Gazprom meets more than a third of Europe’s demand for natural gas, Russia’s biggest and most lucrative market worth some $37 billion in revenue this year.
The U.S. became the world’s largest natural gas producer in 2009, leapfrogging Russia thanks to its fracking revolution. It pumped 22.1 trillion cubic feet (about 626 billion cubic meters) of dry gas in first 10 months of 2017, according to December data from the U.S. Energy Information Administration. This was 11 percent higher than Russia for the same period.

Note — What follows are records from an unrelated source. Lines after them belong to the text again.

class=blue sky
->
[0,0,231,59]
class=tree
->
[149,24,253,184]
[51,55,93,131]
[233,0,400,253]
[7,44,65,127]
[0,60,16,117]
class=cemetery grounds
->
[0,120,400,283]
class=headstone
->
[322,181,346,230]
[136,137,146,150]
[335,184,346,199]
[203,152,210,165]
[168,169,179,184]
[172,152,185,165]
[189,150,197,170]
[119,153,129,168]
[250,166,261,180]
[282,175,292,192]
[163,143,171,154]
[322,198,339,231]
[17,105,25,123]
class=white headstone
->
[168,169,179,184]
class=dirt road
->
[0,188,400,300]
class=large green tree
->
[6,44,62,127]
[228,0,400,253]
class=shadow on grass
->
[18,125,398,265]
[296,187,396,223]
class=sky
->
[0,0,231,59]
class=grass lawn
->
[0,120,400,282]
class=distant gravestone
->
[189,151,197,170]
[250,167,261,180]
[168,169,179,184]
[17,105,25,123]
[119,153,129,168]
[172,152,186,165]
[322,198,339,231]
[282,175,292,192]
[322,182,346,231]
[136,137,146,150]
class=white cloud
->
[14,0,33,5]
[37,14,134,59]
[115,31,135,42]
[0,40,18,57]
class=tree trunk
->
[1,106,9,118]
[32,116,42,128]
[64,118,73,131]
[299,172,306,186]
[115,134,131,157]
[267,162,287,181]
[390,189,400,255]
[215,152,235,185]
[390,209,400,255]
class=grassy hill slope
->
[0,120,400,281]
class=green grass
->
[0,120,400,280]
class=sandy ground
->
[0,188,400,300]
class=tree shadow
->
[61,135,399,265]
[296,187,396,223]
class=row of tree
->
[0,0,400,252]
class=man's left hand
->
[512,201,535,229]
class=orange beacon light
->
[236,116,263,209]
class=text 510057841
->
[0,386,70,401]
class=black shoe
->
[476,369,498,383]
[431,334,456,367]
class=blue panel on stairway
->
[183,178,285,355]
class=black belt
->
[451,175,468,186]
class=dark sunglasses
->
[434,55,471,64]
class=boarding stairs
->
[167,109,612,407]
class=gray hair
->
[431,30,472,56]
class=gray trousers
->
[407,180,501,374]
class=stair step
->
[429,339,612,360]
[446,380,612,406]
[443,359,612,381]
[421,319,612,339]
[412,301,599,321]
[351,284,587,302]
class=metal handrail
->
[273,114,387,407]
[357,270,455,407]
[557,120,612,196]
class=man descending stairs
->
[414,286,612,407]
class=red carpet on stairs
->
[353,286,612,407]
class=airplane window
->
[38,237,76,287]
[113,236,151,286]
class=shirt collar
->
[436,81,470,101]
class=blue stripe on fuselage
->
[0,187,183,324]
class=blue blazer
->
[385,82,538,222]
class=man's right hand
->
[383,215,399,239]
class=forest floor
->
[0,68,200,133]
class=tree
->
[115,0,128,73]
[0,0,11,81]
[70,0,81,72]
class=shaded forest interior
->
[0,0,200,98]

The U.S. imposed financial sanctions against Novatek PJSC in 2014 after Russia annexed Crimea and last year added export pipelines to the list of sanctions against Russia, setting risks for Gazprom’s projects. Russian President Vladimir Putin ordered the government in December to identify economic and political “threats” to the nation’s gas projects as well as steps to take to overcome or minimize them.
Russia has resources to increase its LNG production almost 10 times to about 100 million tons by 2035, led by the privately-owned Novatek in the Arctic, according to the nation’s Energy Ministry.
Officials in Moscow are also planning to improve gas-output forecasts in the nation’s long-term energy strategy, adding planned and potential liquefied natural gas projects.